The code is self learning and this is the core of the project. This is the fun part of it! It means that the robot evolves and gets better and better, in this case it gets better in crawling. The amazing thing about this is that the robot will evolve to what ever you feed-back it on. In this case it drags a PS/2 mouse and the longer the mouse is draged, the higher points it gets.
This also means that you can use this code to train your robot do do something else, as long as it is measured and fed back to the robot!
As you can see in the images, the mouse is dragged on a thin cord. At first it was dragged in the mouse-cable. However, the cable is kind of stiff, so the robot learned to shake the mouse, instead of dragging it. Shaking produced high points...
The code uses 50 individs. The core of this is an array of 50x50 bytes.
An individ is an array of bytes. When the individ is used to run the robot this individ is sent to a function in the code called "tolken".
At the start of a run there are 8 variables m1,m2,m3,m4,m5,m6,m7 and m8 (one for each servo). In this robot they all have constant starting values. In "tolken" the mś are transformed in a case/swich loop depending on the values of the individ. for example a value of "1" executes the following: m1 = m1 + m2.
If an individ is: 1,2,3,0,0,0,0..... then the mś will be transformed in the following way:
m1 = m1 + m2;
m1 = m1 + m3;
m1 = m1 + m4;
Tolken is a list of 256 different mathematic operations, so every possible value of the individs array represent a mathematic change of the m values.
The tolken-process is done 4 times over, with read-out between every lap, generating four different motor-codes for each "m". The motorcodes are the values that later are sent to the servos.
In every step of the evolvement, 4 individs compete in crawling. The best two individs will be parents to two babys, the babys will replace the two worst individs. When babys are made, a splice of "genetic code" from one parent is traded for a slice from the other parent, this creates two new individs.
If no individ performs at all, mutation of the individs will take place to generate new ones.
You can find the code at GitHub: https://github.com/ola667/Self-learning-robot
Step 3: How to Train It?
This is the tricky part. In order to train properly, you need to "reset" it after every run. This means that you have to put it in the same position every time.
I have put a few check-points inside the code to assure that the robot is in its starting position.

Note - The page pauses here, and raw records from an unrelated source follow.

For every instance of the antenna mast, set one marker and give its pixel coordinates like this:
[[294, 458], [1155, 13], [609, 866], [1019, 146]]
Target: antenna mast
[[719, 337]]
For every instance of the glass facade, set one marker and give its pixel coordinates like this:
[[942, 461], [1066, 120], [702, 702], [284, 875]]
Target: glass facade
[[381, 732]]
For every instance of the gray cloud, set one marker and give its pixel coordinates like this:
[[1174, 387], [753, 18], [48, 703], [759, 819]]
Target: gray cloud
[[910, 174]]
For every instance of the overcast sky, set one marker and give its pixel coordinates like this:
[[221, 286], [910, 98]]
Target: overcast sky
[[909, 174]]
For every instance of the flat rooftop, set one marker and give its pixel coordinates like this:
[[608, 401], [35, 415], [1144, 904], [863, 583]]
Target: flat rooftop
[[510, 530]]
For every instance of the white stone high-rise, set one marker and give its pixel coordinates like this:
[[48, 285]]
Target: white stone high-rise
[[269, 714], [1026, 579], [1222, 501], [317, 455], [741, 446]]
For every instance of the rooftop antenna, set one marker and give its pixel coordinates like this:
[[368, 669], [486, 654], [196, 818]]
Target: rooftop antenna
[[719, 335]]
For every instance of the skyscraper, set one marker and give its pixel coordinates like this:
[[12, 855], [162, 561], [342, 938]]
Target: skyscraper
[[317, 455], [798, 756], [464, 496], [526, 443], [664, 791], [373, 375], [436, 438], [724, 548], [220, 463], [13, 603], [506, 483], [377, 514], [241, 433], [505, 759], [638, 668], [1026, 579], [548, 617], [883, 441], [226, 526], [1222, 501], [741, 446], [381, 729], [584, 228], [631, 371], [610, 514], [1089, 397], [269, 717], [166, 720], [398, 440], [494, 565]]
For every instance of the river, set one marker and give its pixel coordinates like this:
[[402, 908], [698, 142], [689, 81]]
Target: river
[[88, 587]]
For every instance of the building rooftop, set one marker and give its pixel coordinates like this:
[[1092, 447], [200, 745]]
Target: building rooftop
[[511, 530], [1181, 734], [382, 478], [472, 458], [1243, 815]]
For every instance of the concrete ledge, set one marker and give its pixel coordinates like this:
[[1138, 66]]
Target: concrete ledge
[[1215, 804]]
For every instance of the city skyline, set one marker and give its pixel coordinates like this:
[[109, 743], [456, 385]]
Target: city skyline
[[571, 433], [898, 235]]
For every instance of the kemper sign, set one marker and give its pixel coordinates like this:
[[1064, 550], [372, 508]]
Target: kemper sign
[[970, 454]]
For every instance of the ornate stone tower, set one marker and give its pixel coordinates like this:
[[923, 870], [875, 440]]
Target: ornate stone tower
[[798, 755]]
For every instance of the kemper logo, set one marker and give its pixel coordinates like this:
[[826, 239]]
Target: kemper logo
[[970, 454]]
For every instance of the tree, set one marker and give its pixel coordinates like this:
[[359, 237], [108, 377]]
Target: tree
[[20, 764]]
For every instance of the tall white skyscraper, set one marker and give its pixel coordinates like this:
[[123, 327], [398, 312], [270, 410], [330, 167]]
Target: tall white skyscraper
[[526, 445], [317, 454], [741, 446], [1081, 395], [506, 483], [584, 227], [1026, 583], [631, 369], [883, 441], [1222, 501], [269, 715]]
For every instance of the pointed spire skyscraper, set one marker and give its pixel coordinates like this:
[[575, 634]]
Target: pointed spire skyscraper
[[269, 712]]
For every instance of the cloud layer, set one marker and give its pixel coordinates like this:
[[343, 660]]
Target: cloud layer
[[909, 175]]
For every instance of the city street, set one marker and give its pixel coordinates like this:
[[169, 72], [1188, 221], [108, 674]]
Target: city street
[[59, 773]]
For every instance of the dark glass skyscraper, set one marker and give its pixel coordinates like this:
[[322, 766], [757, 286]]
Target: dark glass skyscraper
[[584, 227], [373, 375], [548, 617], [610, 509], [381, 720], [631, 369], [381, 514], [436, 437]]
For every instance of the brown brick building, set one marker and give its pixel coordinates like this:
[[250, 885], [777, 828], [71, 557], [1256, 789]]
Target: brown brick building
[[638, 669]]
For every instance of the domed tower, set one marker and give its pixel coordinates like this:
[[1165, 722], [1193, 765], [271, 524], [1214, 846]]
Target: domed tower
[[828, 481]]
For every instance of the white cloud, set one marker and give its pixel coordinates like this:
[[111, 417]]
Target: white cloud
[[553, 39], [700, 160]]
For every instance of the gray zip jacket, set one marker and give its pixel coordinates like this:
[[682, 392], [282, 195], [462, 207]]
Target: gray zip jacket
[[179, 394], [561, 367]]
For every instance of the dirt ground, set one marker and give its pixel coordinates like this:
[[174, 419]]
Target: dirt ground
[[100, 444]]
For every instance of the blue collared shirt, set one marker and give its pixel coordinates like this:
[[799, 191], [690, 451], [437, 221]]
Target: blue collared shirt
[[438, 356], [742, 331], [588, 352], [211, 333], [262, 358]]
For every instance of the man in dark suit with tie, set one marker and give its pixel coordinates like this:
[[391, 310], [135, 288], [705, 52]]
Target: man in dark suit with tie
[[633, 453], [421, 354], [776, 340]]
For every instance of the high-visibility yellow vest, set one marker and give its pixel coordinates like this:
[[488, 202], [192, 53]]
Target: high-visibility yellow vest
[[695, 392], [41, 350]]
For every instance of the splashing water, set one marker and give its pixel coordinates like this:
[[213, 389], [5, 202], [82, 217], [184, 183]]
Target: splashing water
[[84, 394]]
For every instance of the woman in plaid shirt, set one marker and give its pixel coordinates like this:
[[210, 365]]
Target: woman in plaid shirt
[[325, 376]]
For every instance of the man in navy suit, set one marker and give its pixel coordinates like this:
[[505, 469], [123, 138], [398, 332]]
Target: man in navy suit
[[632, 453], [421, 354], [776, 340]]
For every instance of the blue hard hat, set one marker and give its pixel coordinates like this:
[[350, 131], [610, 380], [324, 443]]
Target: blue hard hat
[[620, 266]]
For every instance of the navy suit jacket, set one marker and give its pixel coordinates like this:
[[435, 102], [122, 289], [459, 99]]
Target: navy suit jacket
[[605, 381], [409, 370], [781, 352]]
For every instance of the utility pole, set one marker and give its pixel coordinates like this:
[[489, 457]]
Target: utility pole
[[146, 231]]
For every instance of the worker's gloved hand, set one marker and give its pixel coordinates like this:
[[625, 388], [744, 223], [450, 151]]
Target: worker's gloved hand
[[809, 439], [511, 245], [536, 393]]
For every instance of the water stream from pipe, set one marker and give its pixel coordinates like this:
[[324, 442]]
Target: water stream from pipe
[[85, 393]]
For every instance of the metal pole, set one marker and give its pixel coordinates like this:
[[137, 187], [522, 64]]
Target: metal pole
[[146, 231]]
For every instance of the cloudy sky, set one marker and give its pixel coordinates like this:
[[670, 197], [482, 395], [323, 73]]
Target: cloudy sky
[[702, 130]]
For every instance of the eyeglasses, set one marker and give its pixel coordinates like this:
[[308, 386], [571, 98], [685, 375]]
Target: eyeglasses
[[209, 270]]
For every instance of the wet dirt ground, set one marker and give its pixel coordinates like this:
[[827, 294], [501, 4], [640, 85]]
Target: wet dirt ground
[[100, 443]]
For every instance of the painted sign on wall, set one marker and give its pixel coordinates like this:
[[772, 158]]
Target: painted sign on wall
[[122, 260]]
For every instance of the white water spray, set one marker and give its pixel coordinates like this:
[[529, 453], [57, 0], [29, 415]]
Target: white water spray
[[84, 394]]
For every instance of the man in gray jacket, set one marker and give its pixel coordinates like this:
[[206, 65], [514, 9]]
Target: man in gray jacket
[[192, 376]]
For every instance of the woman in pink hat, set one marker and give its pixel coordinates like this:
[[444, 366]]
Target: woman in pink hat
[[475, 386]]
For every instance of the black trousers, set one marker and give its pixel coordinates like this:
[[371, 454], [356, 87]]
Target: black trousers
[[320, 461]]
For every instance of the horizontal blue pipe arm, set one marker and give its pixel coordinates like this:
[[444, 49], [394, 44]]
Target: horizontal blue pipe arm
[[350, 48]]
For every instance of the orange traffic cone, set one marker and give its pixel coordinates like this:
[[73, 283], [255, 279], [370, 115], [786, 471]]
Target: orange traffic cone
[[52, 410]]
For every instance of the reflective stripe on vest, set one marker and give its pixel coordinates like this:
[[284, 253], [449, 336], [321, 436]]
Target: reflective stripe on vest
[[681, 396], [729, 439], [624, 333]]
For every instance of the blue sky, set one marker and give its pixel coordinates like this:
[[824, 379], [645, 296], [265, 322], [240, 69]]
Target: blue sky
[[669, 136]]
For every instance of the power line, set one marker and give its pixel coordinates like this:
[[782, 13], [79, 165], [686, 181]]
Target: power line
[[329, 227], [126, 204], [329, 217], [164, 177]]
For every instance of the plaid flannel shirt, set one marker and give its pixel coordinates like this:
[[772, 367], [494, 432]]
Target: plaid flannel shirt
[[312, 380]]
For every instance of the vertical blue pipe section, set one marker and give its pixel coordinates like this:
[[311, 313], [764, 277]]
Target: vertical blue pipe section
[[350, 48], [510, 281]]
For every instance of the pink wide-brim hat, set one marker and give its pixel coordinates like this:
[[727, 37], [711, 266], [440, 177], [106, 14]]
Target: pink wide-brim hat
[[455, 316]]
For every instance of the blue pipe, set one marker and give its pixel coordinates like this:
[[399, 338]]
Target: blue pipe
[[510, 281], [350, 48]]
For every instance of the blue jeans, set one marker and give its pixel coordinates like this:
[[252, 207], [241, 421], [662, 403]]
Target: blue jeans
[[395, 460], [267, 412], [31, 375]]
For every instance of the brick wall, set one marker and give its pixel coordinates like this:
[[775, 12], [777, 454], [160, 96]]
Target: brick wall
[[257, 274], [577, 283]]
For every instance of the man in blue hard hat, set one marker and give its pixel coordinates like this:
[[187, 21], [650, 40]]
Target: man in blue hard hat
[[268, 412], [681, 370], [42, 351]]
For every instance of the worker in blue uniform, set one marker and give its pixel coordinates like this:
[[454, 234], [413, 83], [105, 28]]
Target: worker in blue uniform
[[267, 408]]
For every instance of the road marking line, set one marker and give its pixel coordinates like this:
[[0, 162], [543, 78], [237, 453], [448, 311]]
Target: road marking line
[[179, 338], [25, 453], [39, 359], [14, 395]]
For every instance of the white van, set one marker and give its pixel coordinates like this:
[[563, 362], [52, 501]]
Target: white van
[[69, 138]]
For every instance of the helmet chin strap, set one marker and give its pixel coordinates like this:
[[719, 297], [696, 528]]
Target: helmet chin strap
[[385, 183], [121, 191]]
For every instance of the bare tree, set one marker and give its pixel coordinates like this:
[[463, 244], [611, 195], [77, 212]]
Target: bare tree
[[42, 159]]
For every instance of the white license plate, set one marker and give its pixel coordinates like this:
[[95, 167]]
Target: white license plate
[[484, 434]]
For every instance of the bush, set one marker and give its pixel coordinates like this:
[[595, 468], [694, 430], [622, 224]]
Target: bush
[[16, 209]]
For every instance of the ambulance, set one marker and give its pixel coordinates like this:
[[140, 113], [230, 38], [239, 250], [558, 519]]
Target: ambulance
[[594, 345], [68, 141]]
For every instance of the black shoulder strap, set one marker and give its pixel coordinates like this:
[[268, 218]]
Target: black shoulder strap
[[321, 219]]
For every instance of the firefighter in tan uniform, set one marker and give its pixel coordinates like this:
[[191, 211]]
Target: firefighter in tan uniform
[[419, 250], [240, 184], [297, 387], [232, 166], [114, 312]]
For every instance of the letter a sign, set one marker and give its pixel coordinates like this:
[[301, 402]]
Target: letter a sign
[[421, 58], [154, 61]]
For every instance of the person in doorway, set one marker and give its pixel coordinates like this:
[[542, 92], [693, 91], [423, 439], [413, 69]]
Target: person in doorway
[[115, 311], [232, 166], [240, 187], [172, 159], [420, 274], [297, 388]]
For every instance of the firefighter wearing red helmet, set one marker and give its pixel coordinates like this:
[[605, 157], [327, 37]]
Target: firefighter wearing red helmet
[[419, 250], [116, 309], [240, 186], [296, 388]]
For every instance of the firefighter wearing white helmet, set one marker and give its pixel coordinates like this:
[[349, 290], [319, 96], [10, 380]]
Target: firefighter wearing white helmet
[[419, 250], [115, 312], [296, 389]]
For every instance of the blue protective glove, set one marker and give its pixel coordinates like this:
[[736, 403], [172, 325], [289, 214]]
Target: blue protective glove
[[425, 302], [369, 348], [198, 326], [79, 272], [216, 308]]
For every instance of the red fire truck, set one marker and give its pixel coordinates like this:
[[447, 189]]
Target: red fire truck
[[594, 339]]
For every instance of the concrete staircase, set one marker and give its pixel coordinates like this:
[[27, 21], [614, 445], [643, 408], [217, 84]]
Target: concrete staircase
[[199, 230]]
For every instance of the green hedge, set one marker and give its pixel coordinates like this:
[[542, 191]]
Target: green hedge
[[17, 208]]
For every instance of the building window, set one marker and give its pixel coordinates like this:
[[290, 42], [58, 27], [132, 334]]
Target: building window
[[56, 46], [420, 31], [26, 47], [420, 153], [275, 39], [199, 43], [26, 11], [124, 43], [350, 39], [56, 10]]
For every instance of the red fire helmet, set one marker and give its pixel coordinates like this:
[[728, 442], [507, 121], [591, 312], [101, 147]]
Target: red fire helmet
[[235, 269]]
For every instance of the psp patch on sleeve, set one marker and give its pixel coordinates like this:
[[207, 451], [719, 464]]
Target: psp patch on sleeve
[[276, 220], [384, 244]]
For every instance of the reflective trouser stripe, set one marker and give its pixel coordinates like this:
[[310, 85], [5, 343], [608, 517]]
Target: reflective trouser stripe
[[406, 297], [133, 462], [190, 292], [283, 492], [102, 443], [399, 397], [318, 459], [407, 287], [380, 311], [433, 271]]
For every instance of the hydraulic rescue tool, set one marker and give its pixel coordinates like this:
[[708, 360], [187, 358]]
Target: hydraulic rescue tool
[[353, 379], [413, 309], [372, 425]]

So align the robot and let it run.
It tests 4 individs and then it chooses the best 2 to be parents. After replacing the worst with the babys it prints some data on the performance of the individs. It also prints the 50x50 array. It is wise to copy this into an excel sheet or similar. (or write some need code in processing) If the Due resets (this happens of various reasons) you will then not loose your training work. You can copy/paste the array into the code and keep on training were you left.
My robot learned to crawl after a couple of hours. Download the video to se it crawl. It did not go in the direction I thought it would!
Also try different floors! My robot performed best on a nylon carpet.
1. It would be better to have a separate nano to read the PS/2 mouse, and send the processed distance moved over serial to the nano. The reading of my PS/2 mouse it a bit shaky. This is the reason for the mouse reading/clearing parts of the code.
2. some sort of test rigg that dragged the robot back to its starting position would speed up the training.
3. I think it is wise to train it a bit slower than I did. Slower training assures that it is trained "in the right direction". The mean performance of several test-runs could be a possible way.